If you’re from the United States, like me, you probably have a number of set traditions to celebrate Easter. The spring holiday is typically filled with baskets bursting with candy, customary (although sometimes frightening) snaps with a giant costumed bunny, and boiling copious amounts of eggs to dye.
Of course, every country and culture has unique ways to pay homage to this sacred day. As with most religious holidays, many of the traditions are derived from pagan celebrations. With some being centuries old, this can translate into what seems like truly bizarre traditions to us in the States. Then again, what is normal about joyfully eating the heads off of chocolate bunnies? To each their own!
And without further adieu, here’s a look at some truly interesting Easter traditions from around the globe.
The Easter Whip
In the Czech Republic, Slovakia, and parts of Hungary exists the ritual of men and boys gently whipping women and girls on Easter Monday. The whip can sometimes just be as simple as a willow rod or other stick or can be a special handmade switch decorated with colored ribbons.
The whipping tradition is said to bring about “fertility, beauty, and health” in women. While still largely practiced, this tradition isn’t always favored by those being whipped.
In Germany, Denmark, Sweden, and several other European countries, big bonfires are lit on the days leading up to Easter Sunday. And this is definitely a tradition we can get behind. I mean, who doesn’t love sitting around a bonfire?
The bonfire is typically lit by a priest with a Paschal Candle.
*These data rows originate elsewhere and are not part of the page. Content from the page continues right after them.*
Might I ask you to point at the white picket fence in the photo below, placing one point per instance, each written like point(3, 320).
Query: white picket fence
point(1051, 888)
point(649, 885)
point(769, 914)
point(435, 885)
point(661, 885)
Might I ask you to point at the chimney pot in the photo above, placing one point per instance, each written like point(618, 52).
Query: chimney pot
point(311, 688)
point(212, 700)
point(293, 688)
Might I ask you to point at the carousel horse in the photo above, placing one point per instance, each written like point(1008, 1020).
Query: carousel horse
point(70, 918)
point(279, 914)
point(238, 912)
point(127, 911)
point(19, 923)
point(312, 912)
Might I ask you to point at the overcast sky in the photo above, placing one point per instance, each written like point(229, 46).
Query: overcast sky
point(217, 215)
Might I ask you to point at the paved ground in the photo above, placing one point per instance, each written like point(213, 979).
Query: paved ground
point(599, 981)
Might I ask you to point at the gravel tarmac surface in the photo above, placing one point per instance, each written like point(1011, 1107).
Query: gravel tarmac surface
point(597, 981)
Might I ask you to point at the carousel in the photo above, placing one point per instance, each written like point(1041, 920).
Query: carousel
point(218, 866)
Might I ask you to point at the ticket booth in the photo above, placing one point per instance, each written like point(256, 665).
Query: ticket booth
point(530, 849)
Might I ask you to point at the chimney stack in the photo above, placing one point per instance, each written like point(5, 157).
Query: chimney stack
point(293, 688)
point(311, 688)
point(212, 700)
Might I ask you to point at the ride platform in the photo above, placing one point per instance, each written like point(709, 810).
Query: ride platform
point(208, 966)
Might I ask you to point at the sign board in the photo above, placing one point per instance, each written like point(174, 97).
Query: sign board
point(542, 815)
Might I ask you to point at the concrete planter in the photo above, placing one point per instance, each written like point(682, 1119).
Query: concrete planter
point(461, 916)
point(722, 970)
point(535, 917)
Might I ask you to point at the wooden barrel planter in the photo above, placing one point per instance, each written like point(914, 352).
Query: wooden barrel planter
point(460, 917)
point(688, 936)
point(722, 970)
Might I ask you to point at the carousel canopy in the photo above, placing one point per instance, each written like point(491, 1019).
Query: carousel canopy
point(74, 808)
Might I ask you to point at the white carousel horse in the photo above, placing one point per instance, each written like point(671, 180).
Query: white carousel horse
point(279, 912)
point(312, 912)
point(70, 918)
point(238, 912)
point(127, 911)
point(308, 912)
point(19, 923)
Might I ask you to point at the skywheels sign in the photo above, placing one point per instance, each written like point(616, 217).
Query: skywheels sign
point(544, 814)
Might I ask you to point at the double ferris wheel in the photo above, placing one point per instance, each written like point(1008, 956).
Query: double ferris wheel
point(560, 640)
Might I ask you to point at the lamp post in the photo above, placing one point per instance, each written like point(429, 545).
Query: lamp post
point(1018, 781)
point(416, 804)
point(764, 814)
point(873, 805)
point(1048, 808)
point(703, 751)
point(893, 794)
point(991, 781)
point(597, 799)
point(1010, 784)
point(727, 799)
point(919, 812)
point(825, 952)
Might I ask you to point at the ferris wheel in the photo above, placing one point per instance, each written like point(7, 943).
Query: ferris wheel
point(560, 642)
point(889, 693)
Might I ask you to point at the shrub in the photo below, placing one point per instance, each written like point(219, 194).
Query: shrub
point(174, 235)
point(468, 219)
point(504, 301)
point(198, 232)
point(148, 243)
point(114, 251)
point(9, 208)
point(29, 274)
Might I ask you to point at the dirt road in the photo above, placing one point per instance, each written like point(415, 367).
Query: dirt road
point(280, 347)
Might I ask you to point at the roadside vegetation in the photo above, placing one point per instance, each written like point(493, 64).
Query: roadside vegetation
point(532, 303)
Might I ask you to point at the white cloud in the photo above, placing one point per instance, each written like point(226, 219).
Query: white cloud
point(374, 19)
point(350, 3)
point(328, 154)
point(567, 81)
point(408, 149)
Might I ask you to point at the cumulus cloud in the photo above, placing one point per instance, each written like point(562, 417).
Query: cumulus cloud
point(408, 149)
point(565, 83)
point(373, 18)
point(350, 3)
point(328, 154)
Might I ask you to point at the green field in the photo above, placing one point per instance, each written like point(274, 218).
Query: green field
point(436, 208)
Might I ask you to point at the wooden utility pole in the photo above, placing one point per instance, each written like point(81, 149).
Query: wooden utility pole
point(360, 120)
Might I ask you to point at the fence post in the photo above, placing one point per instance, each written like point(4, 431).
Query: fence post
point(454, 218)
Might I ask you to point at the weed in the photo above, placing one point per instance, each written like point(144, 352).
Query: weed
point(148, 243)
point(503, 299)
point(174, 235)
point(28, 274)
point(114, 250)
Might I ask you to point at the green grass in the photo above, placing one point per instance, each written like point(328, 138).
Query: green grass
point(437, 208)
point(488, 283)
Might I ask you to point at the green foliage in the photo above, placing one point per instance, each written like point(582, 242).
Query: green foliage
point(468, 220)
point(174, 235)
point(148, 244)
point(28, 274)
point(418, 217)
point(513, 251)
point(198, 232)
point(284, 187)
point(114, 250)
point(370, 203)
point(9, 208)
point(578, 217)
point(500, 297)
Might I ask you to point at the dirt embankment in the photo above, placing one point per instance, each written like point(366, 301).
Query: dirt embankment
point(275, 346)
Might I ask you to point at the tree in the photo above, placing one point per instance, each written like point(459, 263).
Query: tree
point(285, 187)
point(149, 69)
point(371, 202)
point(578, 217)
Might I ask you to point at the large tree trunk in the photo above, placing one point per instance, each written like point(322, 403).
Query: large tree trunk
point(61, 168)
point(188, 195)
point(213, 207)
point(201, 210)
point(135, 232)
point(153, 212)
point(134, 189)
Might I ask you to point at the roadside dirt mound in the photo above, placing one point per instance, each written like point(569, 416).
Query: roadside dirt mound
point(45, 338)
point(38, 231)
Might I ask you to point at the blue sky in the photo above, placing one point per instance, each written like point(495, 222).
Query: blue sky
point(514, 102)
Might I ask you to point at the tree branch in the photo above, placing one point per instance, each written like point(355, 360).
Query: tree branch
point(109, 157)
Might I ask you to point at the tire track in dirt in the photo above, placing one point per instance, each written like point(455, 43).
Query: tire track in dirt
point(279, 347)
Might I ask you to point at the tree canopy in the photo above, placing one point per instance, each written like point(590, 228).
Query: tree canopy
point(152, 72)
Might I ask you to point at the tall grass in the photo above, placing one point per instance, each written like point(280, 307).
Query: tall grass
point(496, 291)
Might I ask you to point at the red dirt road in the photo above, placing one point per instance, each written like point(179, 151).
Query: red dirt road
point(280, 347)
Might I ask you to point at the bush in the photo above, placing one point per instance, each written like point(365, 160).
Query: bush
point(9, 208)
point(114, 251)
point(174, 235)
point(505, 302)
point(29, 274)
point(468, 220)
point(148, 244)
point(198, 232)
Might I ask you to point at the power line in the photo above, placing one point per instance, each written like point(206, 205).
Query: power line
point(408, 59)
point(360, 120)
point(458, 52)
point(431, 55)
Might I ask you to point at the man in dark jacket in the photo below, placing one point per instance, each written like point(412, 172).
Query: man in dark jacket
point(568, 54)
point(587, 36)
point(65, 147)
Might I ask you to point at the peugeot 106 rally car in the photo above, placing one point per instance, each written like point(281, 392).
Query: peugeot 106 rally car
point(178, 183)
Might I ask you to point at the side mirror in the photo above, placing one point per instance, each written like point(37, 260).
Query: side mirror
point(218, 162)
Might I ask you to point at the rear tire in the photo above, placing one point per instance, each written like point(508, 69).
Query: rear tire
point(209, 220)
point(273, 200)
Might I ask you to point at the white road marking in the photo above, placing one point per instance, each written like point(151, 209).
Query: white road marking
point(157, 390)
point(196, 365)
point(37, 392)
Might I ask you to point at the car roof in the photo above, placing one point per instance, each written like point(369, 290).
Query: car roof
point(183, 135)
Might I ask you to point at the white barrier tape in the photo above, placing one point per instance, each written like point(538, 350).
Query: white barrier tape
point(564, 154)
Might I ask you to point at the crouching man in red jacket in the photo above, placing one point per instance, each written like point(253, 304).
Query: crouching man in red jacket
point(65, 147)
The tradition behind lighting the large bonfires is said to hasten spring and drive out the winter. In the Christian tradition, it is a symbol of the “undimmed light of Christ.” These days, in many communities, Easter fires are a big event complete with rides for kids, beer, mulled wine, and snacks.
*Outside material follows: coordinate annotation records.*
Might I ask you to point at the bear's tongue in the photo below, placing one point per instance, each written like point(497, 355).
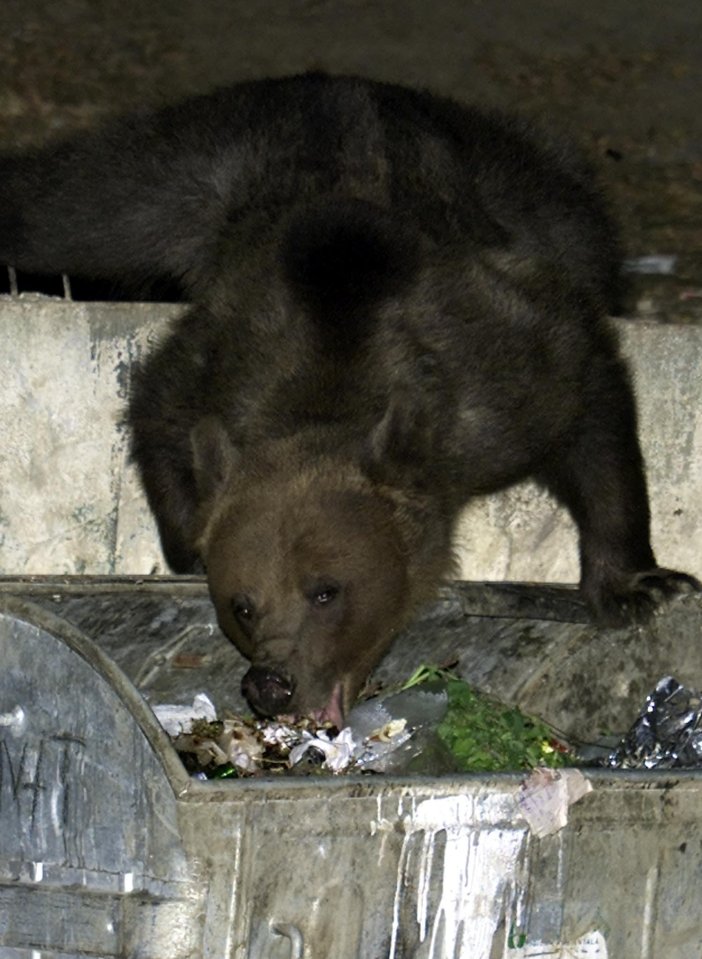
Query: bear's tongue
point(333, 711)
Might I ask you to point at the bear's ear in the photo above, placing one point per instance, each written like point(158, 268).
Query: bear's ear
point(214, 456)
point(386, 443)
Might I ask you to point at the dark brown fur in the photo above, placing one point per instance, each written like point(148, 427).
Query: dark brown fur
point(399, 303)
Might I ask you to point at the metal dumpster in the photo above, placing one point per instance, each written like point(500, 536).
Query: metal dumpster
point(108, 849)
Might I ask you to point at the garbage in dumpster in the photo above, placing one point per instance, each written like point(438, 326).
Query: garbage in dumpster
point(667, 732)
point(435, 723)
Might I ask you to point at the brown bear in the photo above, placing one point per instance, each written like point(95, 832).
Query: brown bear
point(397, 303)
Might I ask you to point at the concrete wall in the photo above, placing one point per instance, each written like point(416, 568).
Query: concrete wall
point(71, 503)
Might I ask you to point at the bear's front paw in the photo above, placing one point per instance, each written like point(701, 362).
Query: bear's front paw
point(633, 598)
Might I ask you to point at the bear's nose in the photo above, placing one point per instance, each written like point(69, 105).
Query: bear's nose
point(266, 691)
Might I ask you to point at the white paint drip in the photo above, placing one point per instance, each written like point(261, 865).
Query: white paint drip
point(478, 862)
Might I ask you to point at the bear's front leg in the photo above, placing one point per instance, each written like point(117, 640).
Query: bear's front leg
point(599, 476)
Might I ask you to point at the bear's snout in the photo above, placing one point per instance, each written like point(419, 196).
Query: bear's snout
point(266, 691)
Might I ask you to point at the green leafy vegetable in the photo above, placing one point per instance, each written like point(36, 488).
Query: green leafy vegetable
point(484, 735)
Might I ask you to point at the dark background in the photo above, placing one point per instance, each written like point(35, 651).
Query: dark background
point(624, 77)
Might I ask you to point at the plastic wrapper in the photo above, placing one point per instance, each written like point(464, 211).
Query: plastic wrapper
point(436, 724)
point(667, 733)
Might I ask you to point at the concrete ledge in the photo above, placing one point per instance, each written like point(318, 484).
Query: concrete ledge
point(71, 503)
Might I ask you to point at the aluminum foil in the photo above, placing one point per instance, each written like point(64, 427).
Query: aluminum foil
point(667, 733)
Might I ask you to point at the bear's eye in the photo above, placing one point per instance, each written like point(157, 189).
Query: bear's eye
point(324, 594)
point(243, 608)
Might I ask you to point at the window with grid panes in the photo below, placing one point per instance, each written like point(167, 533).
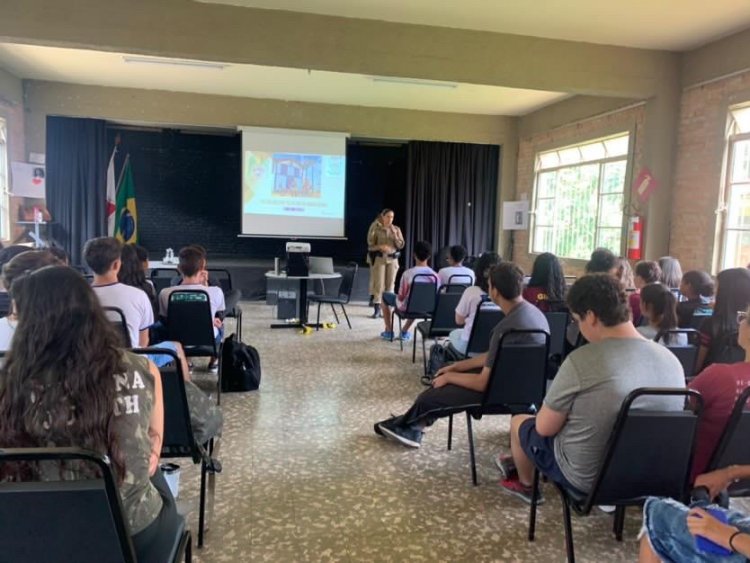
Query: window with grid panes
point(579, 197)
point(4, 203)
point(735, 207)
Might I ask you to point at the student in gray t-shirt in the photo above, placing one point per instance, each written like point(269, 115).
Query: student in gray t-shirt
point(462, 384)
point(567, 438)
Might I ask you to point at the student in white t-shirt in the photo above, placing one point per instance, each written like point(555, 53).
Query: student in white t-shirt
point(21, 264)
point(103, 256)
point(467, 307)
point(456, 269)
point(192, 267)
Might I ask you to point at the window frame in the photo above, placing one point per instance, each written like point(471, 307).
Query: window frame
point(628, 158)
point(726, 190)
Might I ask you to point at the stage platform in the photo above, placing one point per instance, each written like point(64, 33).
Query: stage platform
point(249, 276)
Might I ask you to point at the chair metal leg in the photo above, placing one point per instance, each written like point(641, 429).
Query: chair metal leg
point(450, 431)
point(202, 505)
point(414, 346)
point(534, 500)
point(471, 451)
point(568, 529)
point(346, 316)
point(619, 522)
point(335, 314)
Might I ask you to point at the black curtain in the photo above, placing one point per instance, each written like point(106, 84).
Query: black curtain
point(451, 196)
point(77, 159)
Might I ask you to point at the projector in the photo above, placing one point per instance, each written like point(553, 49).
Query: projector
point(297, 254)
point(298, 247)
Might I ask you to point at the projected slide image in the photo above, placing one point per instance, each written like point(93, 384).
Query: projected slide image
point(294, 185)
point(297, 175)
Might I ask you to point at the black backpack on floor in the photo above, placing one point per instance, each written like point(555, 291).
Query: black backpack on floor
point(240, 366)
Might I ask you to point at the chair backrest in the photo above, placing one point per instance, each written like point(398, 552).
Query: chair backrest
point(686, 353)
point(189, 319)
point(74, 520)
point(558, 325)
point(732, 448)
point(178, 438)
point(485, 319)
point(444, 317)
point(222, 276)
point(649, 452)
point(117, 317)
point(162, 278)
point(347, 281)
point(519, 371)
point(422, 295)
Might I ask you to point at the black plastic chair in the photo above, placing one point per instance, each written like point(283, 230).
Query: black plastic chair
point(686, 353)
point(732, 448)
point(343, 297)
point(117, 317)
point(517, 383)
point(73, 520)
point(649, 453)
point(420, 304)
point(485, 319)
point(179, 441)
point(189, 322)
point(162, 278)
point(441, 324)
A graveyard party may sound more like something that wayward teens in a scary movie would partake in on Halloween. But, in the country of Georgia, graveyard parties are common on Easter. A deeply religious country, the majority of the population of Georgia practices Orthodox Christianity.
On the Monday after Easter, like in many cultures, Georgians visit their relatives. However, in Georgia, the remaining living relatives visit their deceased relatives at the graveyard to celebrate. They toast the deceased, and even pour out a small amount of wine over the graves of loved ones, calling it “knocking over a goblet.”
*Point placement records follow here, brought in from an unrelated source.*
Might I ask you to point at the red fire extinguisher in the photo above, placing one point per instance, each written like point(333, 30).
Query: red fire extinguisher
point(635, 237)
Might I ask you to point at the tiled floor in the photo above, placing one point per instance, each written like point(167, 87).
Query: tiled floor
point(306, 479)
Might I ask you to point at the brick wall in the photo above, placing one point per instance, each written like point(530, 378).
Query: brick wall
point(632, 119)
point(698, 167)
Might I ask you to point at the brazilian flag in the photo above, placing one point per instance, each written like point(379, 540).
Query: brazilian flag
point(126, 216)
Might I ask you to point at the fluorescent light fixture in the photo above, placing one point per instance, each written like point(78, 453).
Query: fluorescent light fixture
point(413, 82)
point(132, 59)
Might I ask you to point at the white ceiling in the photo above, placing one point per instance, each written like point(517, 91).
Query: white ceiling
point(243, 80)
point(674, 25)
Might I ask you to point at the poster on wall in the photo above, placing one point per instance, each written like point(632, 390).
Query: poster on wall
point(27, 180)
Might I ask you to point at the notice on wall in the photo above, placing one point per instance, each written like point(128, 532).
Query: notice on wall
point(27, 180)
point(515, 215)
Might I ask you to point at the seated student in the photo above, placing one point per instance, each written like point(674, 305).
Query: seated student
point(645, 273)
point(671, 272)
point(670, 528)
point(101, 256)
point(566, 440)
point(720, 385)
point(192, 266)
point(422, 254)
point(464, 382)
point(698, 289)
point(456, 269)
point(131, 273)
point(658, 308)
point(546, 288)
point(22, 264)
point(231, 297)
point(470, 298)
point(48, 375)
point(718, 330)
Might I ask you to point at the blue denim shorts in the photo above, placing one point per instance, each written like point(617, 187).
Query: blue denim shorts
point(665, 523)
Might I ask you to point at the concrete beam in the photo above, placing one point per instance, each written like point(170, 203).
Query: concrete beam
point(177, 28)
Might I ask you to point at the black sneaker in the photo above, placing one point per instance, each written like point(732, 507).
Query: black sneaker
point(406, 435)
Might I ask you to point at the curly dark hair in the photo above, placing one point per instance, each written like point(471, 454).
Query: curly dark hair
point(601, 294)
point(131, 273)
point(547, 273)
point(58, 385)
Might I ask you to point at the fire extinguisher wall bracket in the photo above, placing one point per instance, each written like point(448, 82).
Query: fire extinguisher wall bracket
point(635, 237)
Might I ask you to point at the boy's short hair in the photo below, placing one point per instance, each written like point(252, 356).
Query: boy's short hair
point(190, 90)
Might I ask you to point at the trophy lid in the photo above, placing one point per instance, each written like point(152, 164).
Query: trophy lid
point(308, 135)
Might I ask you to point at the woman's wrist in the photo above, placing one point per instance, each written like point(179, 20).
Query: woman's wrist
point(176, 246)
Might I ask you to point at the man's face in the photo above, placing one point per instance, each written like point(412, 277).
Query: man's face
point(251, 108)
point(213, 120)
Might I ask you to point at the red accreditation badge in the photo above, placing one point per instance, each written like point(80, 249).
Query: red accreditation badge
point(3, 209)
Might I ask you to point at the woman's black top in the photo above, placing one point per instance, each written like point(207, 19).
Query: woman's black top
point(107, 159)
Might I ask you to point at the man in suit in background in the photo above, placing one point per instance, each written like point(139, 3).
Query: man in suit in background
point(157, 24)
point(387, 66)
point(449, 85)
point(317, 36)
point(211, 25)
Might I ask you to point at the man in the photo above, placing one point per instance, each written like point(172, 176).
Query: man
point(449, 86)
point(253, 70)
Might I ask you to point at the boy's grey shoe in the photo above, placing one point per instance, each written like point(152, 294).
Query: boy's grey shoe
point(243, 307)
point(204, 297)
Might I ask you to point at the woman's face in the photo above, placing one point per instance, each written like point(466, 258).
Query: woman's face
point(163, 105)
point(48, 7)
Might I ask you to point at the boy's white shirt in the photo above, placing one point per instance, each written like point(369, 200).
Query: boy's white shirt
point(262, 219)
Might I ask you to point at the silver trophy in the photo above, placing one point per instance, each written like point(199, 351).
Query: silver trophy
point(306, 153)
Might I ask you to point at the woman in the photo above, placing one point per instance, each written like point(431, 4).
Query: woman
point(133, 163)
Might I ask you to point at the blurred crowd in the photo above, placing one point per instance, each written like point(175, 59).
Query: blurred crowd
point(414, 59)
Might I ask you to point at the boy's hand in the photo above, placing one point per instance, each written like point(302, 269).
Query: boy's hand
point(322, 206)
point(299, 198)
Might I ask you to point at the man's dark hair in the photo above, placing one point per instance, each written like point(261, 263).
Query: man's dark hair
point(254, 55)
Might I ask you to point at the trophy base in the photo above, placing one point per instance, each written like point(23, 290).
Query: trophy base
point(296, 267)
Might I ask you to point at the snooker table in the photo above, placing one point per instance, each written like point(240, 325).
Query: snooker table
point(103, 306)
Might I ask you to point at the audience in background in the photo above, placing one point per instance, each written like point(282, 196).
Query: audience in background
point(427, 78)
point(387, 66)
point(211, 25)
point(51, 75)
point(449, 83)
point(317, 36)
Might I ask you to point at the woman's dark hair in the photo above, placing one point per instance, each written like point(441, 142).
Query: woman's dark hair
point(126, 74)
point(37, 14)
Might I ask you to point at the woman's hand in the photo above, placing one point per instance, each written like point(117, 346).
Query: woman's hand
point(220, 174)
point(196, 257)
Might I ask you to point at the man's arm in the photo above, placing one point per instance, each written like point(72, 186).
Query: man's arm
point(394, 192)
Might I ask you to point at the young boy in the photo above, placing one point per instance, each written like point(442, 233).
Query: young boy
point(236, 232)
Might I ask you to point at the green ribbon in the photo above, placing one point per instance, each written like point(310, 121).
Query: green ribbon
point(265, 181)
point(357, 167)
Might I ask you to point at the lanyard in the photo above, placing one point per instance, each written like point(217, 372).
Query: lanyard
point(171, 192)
In Finland and Sweden, children, typically young girls, dress up as witches and go door to door. They recite a poem and give a small card or trinket in exchange for candy and other small prizes.
In the Finnish tradition, the young witches and their gifts are said to drive away evil spirits. In Sweden, the legend goes that witches would travel to an island called Blåkulla to meet with the devil. The tradition of dressing up as witches commemorates the witches’ travel to the island.
In parts of the Philippines, Mexico, and Italy, some devout Catholics take part in self-flagellation rituals. Inflicting wounds on oneself is seen as a form of penance for sins committed. Those who partake compare the practice to sharing in the sufferings of Jesus. That said, these events are not typically sanctioned by the church.
On the Greek island of Corfu, on Holy Saturday, people throw big clay pots filled with water off of their balconies. Swarms of crowds gather below, hopefully out of range of the large clay pots, and later scoop up a piece of the pot to take home as good luck charms. The custom takes place as the First Resurrection is signified by bells ringing from the churches on the island.
According to several sources, the custom was adapted from a Venitian tradition of throwing out their old belongings to make room for new ones to start the new year. The Greeks altered the custom a bit, making it an Easter tradition, and adding in the Botides, or clay pots.